Growing and sowing new pasture
My childhood dream of moving out into the country is finally coming true... 10 year late, but its still happening. I'm moving with my parents to a little house on 6 acres in November. I have been working with and around horses for 10 years, but I have never had the joys of creating my own pasture before.
Now I don't have horses at the moment, but I do want to set up 2 separate horse pastures. My goal is to be able to rotate the pastures, which will be 1-2 acres each. I'm going to take my time and not rush the process, but I really have no idea where to start.
I know I need to get rid of the rocks, trees, and cactus, create the ideal fencing, and watch and get rid of seasonal weeds. I just don't know what I need to lay down seed/hay/grass type wise. Plus the big question is there anything else I'm missing?
I am not bring horses here until this place is perfect, and I'm clearing and doing this all by hand. Which means I'm giving myself a year or so to do all.
I just wanted to see what advice, tips, and tricks y'all could tell me.
BTW the land is mid Texas around San Antonio and Austin. And the picture below is a part of where I want a pasture to go.
Thanks in advance :D
Thats so cool!
The first thing id say you needed would be a good tractor!
Youll need it to move the rocks and clear the land for pasture.
then youll need it to dig your post holes (or you can do it by hand)
youll need to get a soil sample sent in to measure the ph ballance of your soil nutrient levels etcetra so youll know what kinds of things that need added- then you can go and disk the land and then you sow the seed and add your fertilizers and such.
for the weed controll youll need to keep the pastures trimmed down low enough for them to graze but not have weeds grow-- youll also nee to be able to drag the manure to keep the parasites down- and they wont eat grass where they poop so youll have to kinda make them by dragging or youll have big ol grassy areas and eaten down areas.
when we rotate pastures we keep them in one for a week then switch clean up the manure in the old pasture manage the growth and let it recover then repeat.

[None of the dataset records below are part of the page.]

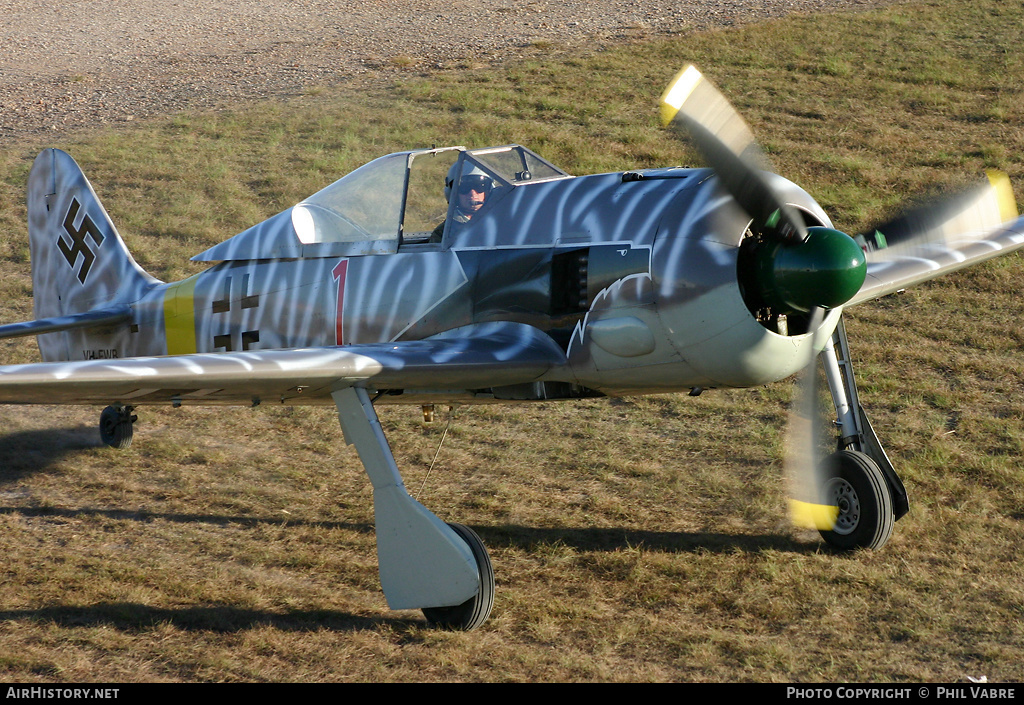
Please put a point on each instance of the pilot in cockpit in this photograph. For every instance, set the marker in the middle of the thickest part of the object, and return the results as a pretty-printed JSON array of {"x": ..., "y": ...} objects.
[{"x": 471, "y": 194}]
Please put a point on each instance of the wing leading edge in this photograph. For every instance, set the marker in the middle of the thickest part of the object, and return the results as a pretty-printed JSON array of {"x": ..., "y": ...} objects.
[{"x": 475, "y": 357}]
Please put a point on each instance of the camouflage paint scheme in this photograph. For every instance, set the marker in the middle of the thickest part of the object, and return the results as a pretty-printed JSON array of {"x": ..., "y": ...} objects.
[
  {"x": 611, "y": 284},
  {"x": 633, "y": 278}
]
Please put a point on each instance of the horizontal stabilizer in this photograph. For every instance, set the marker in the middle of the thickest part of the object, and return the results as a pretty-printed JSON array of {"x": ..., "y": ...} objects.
[
  {"x": 476, "y": 357},
  {"x": 90, "y": 319}
]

Translates to: I'll be working forever, get really strong, and never have horese. lol I've never seen a horse property that was "perfect" especially not one that was done by one person, by hand.

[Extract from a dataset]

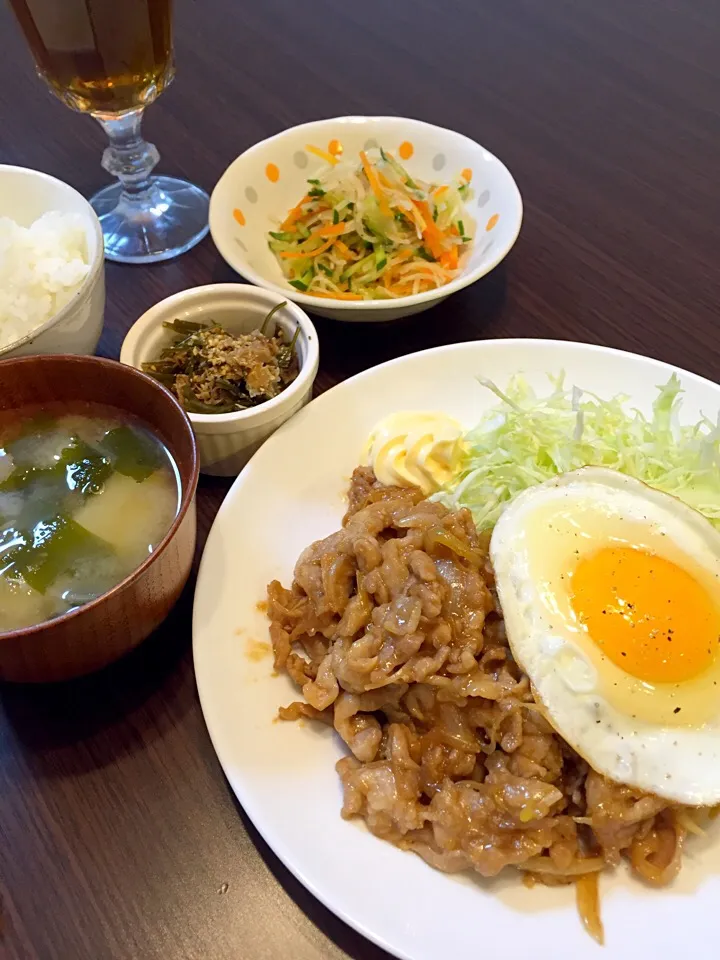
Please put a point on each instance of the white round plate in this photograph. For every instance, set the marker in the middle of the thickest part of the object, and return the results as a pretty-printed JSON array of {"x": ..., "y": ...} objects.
[{"x": 290, "y": 494}]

My opinion of "Weeds" is something that a horse cannot eat, like buttercups, or black berries (the 2 problems in my neck of the woods)
While dandilions, clover & carary/reed grass are all "weeds" in a lawn, I find them to be perfect in a pasture. The horses like them. I see no sense in removing them (though I do plan to drop new seed this fall if we can afford it).
If you have a shelter for them, and a good fence, then that's a great start.
If you need help identifying any poisionus plants, you can call the department of Ag, and somebody would be more than likely to come out & assist you. I had somebody out recently, and it was free.